I was taken care of and I was able to do some easy work because of the young Jewish woman in charge of us. We became close friends. When she knew the German soldiers were coming, she gave me work to do so they would not realize I was sick. The Germans took away anyone who was sick. But my sister’s health got worse, and with no food or proper clothing she couldn’t work hard in the fields.

At the camp, we had to work in a field the whole day. It was November and very cold. We had no coat, no underwear, nothing. There were bags of cement in our barracks, and people tried to take the paper bags and put them under whatever they were wearing to keep them warm. But if the guards saw this, they would kill the person. We had terrible shoes, no socks, and had to walk long distances. We had to work from morning until night digging holes. When we didn’t see any guards, we would try to go into the holes to warm ourselves, but if they saw us they would kill us.

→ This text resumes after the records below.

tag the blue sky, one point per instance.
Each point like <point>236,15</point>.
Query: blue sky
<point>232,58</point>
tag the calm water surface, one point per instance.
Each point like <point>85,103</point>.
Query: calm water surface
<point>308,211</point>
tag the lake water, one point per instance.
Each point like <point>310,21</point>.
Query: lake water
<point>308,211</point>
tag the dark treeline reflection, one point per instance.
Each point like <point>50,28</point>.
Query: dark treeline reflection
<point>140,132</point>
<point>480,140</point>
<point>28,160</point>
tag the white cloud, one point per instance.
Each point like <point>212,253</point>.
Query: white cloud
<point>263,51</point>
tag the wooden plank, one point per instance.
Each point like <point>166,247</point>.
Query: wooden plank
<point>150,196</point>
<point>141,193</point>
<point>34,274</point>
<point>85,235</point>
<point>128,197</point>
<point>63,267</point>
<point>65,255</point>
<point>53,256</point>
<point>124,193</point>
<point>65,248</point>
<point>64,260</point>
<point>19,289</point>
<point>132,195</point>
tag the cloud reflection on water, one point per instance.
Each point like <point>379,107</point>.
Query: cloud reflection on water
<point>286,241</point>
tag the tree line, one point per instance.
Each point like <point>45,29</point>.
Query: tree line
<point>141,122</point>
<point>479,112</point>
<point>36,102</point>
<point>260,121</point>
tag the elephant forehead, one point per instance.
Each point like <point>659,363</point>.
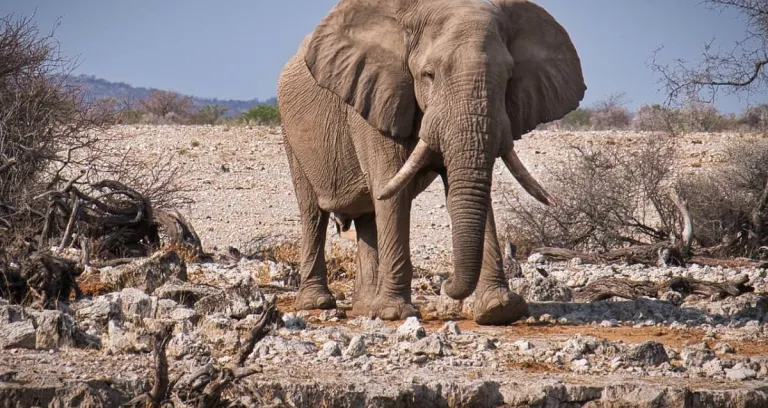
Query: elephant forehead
<point>383,33</point>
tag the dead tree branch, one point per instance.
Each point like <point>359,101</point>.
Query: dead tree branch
<point>607,288</point>
<point>270,316</point>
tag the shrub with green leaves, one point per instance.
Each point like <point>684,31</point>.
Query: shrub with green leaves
<point>262,115</point>
<point>208,115</point>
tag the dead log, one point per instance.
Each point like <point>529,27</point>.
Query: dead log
<point>270,316</point>
<point>607,288</point>
<point>160,388</point>
<point>40,280</point>
<point>180,233</point>
<point>562,254</point>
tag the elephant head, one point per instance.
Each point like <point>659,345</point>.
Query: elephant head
<point>465,77</point>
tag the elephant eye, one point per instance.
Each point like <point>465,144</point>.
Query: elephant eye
<point>428,73</point>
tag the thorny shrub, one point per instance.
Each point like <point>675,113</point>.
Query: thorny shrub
<point>723,200</point>
<point>50,135</point>
<point>608,197</point>
<point>611,197</point>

One time, the Germans came and asked who of us wanted to go where we didn’t have to work. We were afraid of where they might send us, but my sister didn’t feel good at all, and so we decided to take a chance. They sent us to the Bergen-Belsen concentration camp. True, we didn’t have to work there, but it was a terrible place where people were being killed through starvation. We got weaker as each and every day passed. I couldn’t walk anymore and was crawling on the floor. My sister tried to save me. She gave away her last drop of food to me. She felt I had a better chance of surviving because I was young.

We were liberated by the British in April 1945. But for my sister it was too late. She died before they were able to save her. She was buried in Bergen-Belsen in a mass grave with thousands and thousands of people, one on top of the other.